Growth in premium exceeded underwriting margin growth, primarily due to lower margins at Liberty National. In 2020, we expect health underwriting income to grow around 4% to 6%. Administrative expenses were $61 million for the quarter, up 7% from a year ago. As a percentage of premium, administrative expenses were 6.7%, the same as a year ago.

For the full year, administrative expenses were $240 million or 6.7% of premium, compared to 6.5% in 2018. In 2020, we expect administrative expenses to grow approximately 6%, and to be around 6.7% of premium. I will now turn the call over to Larry for his comments on the marketing operations.

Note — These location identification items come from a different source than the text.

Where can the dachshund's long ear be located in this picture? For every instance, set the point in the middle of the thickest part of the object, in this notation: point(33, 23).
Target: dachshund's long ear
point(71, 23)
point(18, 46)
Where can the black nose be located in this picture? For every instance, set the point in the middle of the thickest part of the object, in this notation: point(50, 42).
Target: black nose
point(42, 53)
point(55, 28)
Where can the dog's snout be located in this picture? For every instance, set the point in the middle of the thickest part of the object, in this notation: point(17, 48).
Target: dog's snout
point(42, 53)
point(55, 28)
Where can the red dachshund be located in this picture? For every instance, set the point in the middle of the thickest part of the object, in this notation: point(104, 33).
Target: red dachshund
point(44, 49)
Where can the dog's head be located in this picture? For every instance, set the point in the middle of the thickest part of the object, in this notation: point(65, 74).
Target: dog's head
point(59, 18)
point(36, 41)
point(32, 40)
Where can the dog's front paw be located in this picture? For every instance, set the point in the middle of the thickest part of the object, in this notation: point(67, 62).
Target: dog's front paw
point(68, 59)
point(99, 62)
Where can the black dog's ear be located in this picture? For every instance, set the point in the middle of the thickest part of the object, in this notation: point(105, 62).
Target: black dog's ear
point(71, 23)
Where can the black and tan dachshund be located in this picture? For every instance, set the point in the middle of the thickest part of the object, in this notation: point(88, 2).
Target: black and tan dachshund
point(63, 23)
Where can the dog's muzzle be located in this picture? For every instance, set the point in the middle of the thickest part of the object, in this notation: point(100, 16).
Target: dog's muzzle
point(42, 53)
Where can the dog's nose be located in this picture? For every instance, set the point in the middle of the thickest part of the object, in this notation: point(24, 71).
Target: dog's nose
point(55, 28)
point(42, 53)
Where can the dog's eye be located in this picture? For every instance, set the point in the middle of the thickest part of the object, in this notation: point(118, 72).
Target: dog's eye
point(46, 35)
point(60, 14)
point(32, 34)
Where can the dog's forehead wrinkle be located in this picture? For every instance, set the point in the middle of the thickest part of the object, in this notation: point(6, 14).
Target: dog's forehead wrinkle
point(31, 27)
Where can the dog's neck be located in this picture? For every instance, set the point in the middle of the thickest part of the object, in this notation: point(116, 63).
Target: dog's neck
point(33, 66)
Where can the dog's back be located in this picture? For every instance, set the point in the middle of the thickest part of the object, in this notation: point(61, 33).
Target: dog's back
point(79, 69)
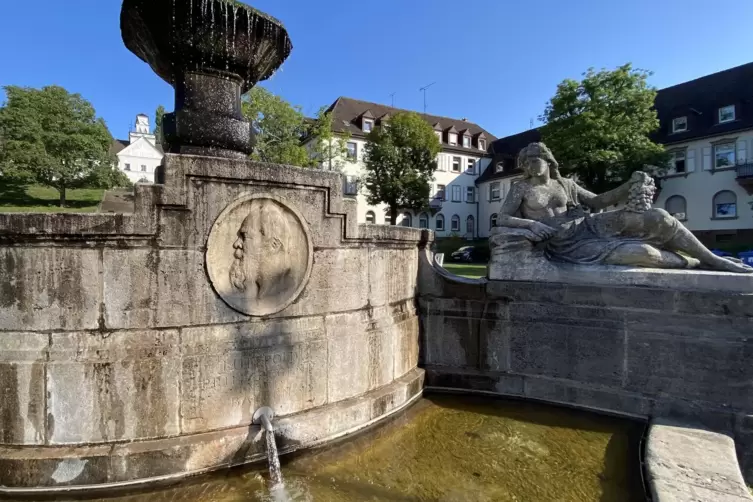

Larry Hutchison -- Co-Chief Executive Officer

Thank you, Gary. I want to go through the fourth-quarter results at each of our distribution channels. I'll start out by saying I'm pleased with the sales growth in our agencies in 2019. I'm particularly pleased with the agent count growth and middle management increase we have seen across all of our exclusive agencies in 2019.

At American income, life premiums were up 8% to $297 million. And life underwriting margin was up 9% to $98 million. Net life sales were $59 million, up 9%. The average producing count for the fourth quarter was 7,631, up 10% from the year-ago quarter and up 1% from the third quarter.

The producing agent count at the end of the fourth quarter was 7,551. Net life sales for the full-year 2019 grew 6%. The sales increase was driven by increases in agent count. At Liberty National, life premiums were up 3% to $72 million, and underwriting margin was up 4% to $18 million.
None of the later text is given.